Three questions for Didier Roux

Saint-Gobain’s outward-looking strategy, notably with regards to innovation, has led it to develop and diversify its partnerships. To keep up with eco-system complexity and ever-faster technological change, the Group needs to work more with external partners to extend its expertise.

Didier Roux has been Vice President, Research and Innovation at Saint-Gobain since 2005

How large is Saint-Gobain’s R&D commitment?

For more than five years, Saint-Gobain has been significantly increasing its R&D commitment, by around 5% to 10% a year. Our R&D effort remained very strong in 2013 at close to €430 million.

How do you define your priorities and what are your main research avenues at the moment?

Two factors guide our choice of research avenues: the need to maintain the Group’s leadership position in its markets and the need to develop new markets. Saint-Gobain has to innovate constantly and renew its product ranges on an ongoing basis. This is R&D’s first and most important mission, taking up some 80% of the Group’s research budget.  

Innovation also helps open up new markets for the Group. We set up strategic programs and exploratory programs for just this reason.  

For example, projects are being conducted on how to integrate new functions into building materials, to address such issues as air quality and natural and artificial light management. These projects involve research not only into materials, but also into systems. Studies are also underway on forward-looking topics like home and building applications for fuel cells.

What are the main challenges today in the habitat and construction markets?

The habitat and construction markets are facing exceptional challenges related to energy and the environment that require faster innovation for everyone in the value chain. Cooperation must be strengthened among participants both upstream and downstream of construction (i.e., Saint-Gobain’s suppliers and customers) and extend even further outwards towards partners such as start-ups and academic laboratories.

The habitat solutions we are developing today at Saint-Gobain are energy efficient, with a low environmental impact and offering a superior level of comfort, both in terms of thermal, acoustic and visual comfort and in terms of esthetics and health.

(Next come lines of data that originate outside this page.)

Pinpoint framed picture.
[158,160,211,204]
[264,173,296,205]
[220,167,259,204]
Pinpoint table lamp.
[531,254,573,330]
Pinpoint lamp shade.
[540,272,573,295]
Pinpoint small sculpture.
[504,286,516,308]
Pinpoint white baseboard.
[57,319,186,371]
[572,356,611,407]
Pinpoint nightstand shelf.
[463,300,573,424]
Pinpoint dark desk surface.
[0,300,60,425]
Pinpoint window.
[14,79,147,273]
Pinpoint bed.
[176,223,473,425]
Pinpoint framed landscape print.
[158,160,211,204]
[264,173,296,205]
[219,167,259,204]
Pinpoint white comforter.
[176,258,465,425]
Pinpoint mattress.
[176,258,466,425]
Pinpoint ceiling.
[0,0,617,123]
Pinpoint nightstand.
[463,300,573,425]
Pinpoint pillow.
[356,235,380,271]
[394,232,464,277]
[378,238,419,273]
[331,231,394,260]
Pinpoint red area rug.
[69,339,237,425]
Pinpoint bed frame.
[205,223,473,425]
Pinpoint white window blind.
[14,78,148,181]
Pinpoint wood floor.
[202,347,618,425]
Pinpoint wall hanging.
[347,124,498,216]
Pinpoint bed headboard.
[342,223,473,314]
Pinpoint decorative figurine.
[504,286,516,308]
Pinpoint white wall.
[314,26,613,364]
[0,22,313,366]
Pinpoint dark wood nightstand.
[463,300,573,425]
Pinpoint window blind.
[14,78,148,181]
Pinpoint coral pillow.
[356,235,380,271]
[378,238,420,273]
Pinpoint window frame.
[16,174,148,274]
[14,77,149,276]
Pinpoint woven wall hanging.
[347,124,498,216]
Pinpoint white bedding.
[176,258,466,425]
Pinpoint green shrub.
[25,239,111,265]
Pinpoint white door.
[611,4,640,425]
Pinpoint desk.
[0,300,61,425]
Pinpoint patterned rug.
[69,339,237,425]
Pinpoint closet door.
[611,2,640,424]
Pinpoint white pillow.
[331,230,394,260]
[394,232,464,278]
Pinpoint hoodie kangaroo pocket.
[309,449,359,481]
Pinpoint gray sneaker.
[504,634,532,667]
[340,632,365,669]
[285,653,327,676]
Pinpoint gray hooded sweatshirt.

CNRS Medal of Innovation awarded to Didier Roux in June 2014

Created three years ago, the CNRS Medal of Innovation recognizes individuals whose exceptional research has led to noteworthy technological, economic, therapeutic or social innovations. Each year, a panel of judges hands out one to five medals to researchers and engineers from CNRS, other research organizations, universities and engineering schools and industrial firms with a deep involvement in research.

Summary biography

After finishing his thesis on theoretical photochemistry, Didier Roux joined the French National Center for Scientific Research (CNRS) in 1980. He devoted his first fifteen years at the center to directing research on purely academic topics. The discovery of a new type of instability corresponding to a dynamic transition of a lamellar phase towards a multilamellar vesicle phase (known as the “onion” phase), prompted the exploration of new areas that led Didier Roux to the world of industry and the creation of two companies (Capsulis in 1994 and Rheocontrol in 1999). In 1998, he became a member of the Scientific Board of Rhône-Poulenc, then Rhodia. In 2005, he became Vice President, Research and Innovation at Saint-Gobain. 

Didier Roux has been a member of the French Academy of Sciences since 2008 and of the French Academy of Technologies since 2010.